|William Price Charitable Trust
(This first appeared in St Peter & Paul's Church Magazine 1996)
Cmdr. J. A. Bagg - Clerk to the Trust
William Price drew up his Will in 1721 leaving lands, buildings and
money to found a charity school for 30 in number poor boys and girls from the parish of
Fareham. When he died four years later the school was established as a
"Blue-coat" school in his house in West Street to teach the children to
"read in the English Bible and otherwise be instructed in the Doctrine and Principles
of the Church of England". During the 18th and 19th centuries the only major change
was for the school to become boys only, mainly due it seems to the lack of a needlework
teacher for girls. It finally closed in 1901, when schooling had become available for all,
and transferred its pupils to the National School.
The William Price Charity then founded a new school for 100 boys, which was opened on the site in Park Lane in 1908. Initially Hampshire County Council provided a grant towards maintenance but otherwise the Charity was responsible for the finance of the school. This financing became increasingly difficult, particularly from 1934 onwards when new buildings were needed for a much larger number of pupils. After the war the school failed to make Direct Grant status and in 1957 it became Voluntary Controlled, which meant that total financial responsibility for the running of the school passed to Hampshire County Council, although the Charity remained the landowner of the site. During this period the Trustees of the Charity became separated from the Governors of the school, but with overlapping membership.
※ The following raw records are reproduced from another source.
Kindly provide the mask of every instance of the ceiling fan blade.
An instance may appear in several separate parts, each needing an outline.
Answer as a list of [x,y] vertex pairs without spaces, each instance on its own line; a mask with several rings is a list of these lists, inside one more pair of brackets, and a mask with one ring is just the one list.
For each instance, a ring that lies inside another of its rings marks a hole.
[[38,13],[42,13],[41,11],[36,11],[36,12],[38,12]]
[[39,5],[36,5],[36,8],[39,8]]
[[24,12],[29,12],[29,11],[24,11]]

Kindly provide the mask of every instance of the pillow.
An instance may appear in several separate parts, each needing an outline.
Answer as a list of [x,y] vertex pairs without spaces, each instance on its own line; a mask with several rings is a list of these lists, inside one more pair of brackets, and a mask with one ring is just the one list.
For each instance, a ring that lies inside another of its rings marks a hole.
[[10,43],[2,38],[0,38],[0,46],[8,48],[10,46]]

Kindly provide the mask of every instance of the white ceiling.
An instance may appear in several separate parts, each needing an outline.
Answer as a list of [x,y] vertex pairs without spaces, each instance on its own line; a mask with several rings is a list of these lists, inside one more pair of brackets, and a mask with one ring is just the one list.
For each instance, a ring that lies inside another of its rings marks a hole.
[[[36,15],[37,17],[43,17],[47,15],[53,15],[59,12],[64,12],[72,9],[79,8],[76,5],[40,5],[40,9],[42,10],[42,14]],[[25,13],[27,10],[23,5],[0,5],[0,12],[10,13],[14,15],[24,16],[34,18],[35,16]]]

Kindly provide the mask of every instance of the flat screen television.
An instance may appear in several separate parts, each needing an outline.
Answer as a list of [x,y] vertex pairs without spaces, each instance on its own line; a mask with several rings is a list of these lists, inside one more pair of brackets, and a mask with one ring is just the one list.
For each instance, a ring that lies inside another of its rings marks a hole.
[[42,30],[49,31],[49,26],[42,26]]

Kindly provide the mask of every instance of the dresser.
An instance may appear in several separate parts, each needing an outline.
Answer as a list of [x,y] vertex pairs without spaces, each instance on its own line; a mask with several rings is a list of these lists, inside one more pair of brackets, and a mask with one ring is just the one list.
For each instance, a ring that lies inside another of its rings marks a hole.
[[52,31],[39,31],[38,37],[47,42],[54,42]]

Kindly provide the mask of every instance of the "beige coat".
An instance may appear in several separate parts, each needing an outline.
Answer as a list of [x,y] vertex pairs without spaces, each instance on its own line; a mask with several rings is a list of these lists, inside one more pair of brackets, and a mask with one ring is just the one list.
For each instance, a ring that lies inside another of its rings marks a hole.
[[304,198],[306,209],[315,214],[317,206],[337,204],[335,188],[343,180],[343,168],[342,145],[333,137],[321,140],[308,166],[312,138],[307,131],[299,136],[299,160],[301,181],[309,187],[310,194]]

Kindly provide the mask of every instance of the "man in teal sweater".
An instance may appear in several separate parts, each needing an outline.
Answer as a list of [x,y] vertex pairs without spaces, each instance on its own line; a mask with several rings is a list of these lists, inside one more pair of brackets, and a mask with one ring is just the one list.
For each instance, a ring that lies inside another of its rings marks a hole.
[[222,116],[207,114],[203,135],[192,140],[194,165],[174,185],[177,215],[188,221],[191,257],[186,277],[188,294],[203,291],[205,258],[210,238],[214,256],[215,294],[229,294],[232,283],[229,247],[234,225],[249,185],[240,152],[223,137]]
From 1977 onwards the school was gradually converted into a sixth form college, once again for boys and girls. At the time the Charity Commission expressed some concern that the ages of the students (16 - 18) were not in accord with the intentions of William Price, but in the event the college was permitted as the educational element of the Charity. However, when in 1982 Price's Sixth Form College was merged with the Fareham Technical College to establish a Tertiary College, with a strong element of adult education, the Charity Commission no longer considered that this was in line with William Price's Will. The land and buildings therefore reverted to the Charity with rent being paid for their use until the Tertiary College (now Fareham College) put up a new building at Bishopsfield Road and moved out from Park Lane.
As there was no longer a requirement for a school the charity had to be re-formed and in 1989 the Charity Commission established the William Price Charitable Trust as a grant-making charity. Its major asset was the land at Park Lane and, in accordance with the Fareham Borough Council's plans, outline planning permission was obtained for housing and in 1994 the land was sold for development. The proceeds of the sale have been invested and the income is now available to the Trust.
Close to the wishes of the original benefactor, the Trust has as its objects the promotion of education amongst persons under the age of 25 who are resident in the old parish of Fareham, a parish that is now split into those of St. Peter & St. Paul, Holy Trinity with St. Columba and St. John the Evangelist. The types of grants permitted are established by the Charity Commission and are wide-ranging. Schools in the area can be provided with educational benefits not normally provided by the education authority, individuals can be assisted with fees, travel, outfits, clothing, books, etc., and there is provision to promote education in the doctrines of the Church of England. As William Price also made provision in his will for the "poor widows", the Fareham Welfare Trust also receives an annual grant.
The Trust has 19 trustees, many of whom are concerned with education, who meet on a regular basis to decide how much money is available and to whom it should be given. During 1995 the Trust disbursed £91,950 in grants, of which over £12,000 went to some 95 individuals. Fareham Welfare Trust received £6,388 and the Churches received £10,000 to assist with the Christian education of the young. The remainder was divided between those schools which applied for assistance.
At present many of the individual grants go to assist educational visits by those whose families are in financial need. These can vary from assisting a youngster to go with a school outing to the "Battlefields of Europe" to more major assistance, for example with a drama project to Beijing. However there are other applications, for example some children need help with school uniform and even shoes. As far as possible the schools are left to make the assessment of need and then to apply to the Trust if necessary.
Grants to schools are more wide-ranging in nature, although inevitably in this day and age computers are a frequent request. A major requirement for many headteachers has been the need to improve their play areas, emphasising the importance of good outdoor areas as part of education. You may recently have seen that Fareham Park Infant School have had to provide locks and alarms for their playhouse which had been vandalised - what may not have been mentioned was that the Trust provided the grant for them to buy the playhouse!
The Trust has also assisted with the conversion of spaces to provide libraries and books to go in those libraries. Ramps have been provided for the disabled and the Hearing Impaired Unit attached to one school was given equipment to check hearing aids, thus enabling deaf children to take full advantage of their lessons.
William Price wished to provide for the education of the young in Fareham, both boys and girls, and the work that the trust is now doing is close to his original wishes. It is of course early days for the William Price Charitable Trust but the trustees are determined to keep it as an effective force for education in the area for well into the foreseeable future.